Perhaps more significantly, the authors stated they used the 1994 Fukuda CFS definition for diagnosis yet they failed to carry out all the diagnostic steps required by the Fukuda paper. Normally, I'm not too fussed if the implementation isn't perfect, if the CFS starts with an infectious episode. However, in this study the majority of patients (58%) reported that fatigue started
months after the acute onset of giardiasis (which could include over a year after onset). In the Dubbo study, fatigue in CFS cases started at onset of the initial, triggering infection. So both the incomplete diagnosis and issue of late onset fatigue make it possible for critics like
reviewer Peter White to claim these cases are unrelated to the initial giardiasis infection.
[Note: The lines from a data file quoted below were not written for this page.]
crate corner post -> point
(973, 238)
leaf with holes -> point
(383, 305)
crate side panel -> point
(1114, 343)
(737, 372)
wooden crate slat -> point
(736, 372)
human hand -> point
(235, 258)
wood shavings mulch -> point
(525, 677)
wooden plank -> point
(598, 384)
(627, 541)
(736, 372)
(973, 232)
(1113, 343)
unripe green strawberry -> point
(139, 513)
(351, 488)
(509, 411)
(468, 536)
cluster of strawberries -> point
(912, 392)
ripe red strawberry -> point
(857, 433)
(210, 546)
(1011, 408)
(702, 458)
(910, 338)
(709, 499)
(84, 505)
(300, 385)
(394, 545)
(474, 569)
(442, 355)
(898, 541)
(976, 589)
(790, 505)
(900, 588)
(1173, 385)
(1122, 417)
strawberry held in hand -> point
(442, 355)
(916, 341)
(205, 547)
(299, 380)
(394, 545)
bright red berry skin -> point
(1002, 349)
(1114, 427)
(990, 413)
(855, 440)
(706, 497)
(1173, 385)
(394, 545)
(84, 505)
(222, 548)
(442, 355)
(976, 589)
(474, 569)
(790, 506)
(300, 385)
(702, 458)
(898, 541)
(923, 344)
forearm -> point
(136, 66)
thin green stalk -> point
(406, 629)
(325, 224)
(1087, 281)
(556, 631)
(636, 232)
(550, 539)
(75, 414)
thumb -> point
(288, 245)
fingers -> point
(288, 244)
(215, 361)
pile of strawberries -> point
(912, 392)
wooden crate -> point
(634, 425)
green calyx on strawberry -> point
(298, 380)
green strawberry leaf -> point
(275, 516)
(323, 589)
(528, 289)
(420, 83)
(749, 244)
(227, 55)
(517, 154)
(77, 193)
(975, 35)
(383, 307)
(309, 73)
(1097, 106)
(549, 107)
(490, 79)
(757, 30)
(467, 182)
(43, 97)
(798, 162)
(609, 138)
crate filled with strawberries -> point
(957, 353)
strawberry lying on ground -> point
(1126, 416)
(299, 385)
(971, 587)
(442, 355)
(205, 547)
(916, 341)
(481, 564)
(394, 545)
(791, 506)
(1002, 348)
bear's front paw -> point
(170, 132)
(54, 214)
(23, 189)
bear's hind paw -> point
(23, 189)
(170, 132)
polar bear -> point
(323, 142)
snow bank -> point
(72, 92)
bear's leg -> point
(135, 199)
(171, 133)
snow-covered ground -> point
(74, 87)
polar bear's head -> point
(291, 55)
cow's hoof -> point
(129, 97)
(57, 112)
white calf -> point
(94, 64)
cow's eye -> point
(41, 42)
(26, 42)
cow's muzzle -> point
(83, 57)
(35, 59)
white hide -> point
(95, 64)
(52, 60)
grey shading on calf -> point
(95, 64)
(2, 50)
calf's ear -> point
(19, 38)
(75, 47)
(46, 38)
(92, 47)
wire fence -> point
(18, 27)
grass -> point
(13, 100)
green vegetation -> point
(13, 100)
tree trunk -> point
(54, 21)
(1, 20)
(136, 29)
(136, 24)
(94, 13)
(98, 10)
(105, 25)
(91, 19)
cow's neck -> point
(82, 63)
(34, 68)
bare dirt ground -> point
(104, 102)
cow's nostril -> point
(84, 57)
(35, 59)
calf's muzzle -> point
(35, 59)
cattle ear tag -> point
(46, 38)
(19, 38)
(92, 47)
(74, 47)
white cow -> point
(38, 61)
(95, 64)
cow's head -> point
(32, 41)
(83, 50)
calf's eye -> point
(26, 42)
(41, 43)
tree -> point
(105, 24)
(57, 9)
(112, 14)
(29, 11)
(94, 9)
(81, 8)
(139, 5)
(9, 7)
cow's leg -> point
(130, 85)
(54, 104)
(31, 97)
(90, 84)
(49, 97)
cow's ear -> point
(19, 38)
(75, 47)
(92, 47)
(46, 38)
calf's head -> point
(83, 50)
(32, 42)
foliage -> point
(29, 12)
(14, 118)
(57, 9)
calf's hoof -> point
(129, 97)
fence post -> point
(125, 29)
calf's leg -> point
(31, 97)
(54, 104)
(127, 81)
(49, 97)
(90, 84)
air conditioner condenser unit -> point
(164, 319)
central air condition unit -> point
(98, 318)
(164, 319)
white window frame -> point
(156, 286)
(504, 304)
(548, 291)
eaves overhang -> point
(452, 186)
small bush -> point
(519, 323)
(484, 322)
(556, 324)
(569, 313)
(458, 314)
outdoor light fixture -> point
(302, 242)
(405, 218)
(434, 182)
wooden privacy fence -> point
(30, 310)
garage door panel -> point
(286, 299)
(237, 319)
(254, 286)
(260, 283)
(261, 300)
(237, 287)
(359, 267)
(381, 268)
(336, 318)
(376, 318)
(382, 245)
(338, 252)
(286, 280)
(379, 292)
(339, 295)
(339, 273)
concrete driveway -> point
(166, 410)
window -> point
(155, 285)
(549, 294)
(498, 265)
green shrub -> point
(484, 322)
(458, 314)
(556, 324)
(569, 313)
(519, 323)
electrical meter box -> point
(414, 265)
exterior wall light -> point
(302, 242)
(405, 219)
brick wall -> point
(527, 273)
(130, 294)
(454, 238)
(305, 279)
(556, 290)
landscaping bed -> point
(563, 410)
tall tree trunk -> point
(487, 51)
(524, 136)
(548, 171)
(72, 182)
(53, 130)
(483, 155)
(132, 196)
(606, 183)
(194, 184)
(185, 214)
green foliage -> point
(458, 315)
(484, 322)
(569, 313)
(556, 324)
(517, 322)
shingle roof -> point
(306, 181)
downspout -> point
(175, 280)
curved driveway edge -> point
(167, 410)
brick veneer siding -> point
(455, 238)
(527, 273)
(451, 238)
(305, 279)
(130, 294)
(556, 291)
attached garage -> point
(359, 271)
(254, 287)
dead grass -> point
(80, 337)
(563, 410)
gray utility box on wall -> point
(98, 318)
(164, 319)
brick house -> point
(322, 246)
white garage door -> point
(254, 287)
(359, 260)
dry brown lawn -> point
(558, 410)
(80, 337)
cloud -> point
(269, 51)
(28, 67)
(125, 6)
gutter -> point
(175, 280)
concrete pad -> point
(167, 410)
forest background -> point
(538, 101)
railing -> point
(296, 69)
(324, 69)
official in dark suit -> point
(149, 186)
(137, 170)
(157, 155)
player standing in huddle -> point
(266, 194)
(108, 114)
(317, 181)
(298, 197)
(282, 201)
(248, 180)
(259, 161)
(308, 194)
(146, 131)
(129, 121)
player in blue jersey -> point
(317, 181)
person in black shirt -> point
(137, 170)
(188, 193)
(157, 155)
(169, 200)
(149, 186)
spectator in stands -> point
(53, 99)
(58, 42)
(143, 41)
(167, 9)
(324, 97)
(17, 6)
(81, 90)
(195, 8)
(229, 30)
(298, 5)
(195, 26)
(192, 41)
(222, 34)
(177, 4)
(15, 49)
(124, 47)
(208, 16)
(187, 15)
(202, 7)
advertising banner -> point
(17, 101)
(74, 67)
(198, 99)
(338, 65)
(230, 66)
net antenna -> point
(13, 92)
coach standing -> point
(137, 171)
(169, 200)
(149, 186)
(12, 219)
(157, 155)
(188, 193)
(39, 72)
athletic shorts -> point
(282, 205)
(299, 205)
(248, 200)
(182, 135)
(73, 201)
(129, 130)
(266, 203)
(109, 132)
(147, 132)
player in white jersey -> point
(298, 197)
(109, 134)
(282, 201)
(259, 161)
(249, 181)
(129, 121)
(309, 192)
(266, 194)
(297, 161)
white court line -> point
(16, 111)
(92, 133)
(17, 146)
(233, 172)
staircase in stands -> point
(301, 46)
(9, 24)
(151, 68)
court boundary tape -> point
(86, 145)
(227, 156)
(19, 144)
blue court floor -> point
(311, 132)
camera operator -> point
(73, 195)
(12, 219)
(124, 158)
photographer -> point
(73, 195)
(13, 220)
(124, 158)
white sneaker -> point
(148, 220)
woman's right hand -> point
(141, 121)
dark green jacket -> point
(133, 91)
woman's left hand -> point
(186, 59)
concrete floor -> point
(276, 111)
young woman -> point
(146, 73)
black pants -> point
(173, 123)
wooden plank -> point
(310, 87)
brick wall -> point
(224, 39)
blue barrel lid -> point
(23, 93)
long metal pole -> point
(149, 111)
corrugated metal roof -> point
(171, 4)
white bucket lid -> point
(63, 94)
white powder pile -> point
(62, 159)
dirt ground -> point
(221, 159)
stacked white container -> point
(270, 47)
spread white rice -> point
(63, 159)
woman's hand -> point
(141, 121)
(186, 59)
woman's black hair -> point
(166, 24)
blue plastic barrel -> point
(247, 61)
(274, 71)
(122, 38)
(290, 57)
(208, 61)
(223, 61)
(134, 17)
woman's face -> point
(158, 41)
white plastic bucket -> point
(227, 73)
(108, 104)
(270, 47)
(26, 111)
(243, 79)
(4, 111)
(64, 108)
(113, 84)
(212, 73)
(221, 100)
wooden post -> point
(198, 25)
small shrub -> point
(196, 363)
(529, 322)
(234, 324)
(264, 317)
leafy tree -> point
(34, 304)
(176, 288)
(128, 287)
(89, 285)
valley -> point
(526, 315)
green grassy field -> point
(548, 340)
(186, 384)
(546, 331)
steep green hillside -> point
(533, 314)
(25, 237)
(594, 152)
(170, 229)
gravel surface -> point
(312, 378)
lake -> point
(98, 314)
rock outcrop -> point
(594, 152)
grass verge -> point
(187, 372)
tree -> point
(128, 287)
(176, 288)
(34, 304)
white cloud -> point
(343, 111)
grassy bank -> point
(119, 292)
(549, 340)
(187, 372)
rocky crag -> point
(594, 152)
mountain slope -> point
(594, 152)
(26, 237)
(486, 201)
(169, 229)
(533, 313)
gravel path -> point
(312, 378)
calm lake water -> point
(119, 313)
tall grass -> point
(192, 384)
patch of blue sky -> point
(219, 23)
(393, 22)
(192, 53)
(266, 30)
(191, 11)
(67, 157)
In mitigation, the authors did state they excluded any cases where the giardiasis symptoms had stopped before the fatigue started, and the 3 year follow-up study, above, robustly shows that fatigue levels generally in those infected are much higher than in matched controls.
Nonetheless, if we conservatively only count CFS cases where the onset of fatigue was within weeks of the initial giardiasis that still gives a
minimum rate of 1.9% CFS cases 2.7 years post Giardia infection and that's high enough to show a strong link between Giardia infection and subsequent CFS. In reality, a good number of those later onset cases are also likely to be linked to the initial infection, and there will almost certainly be CFS cases amongst infected individuals not followed up.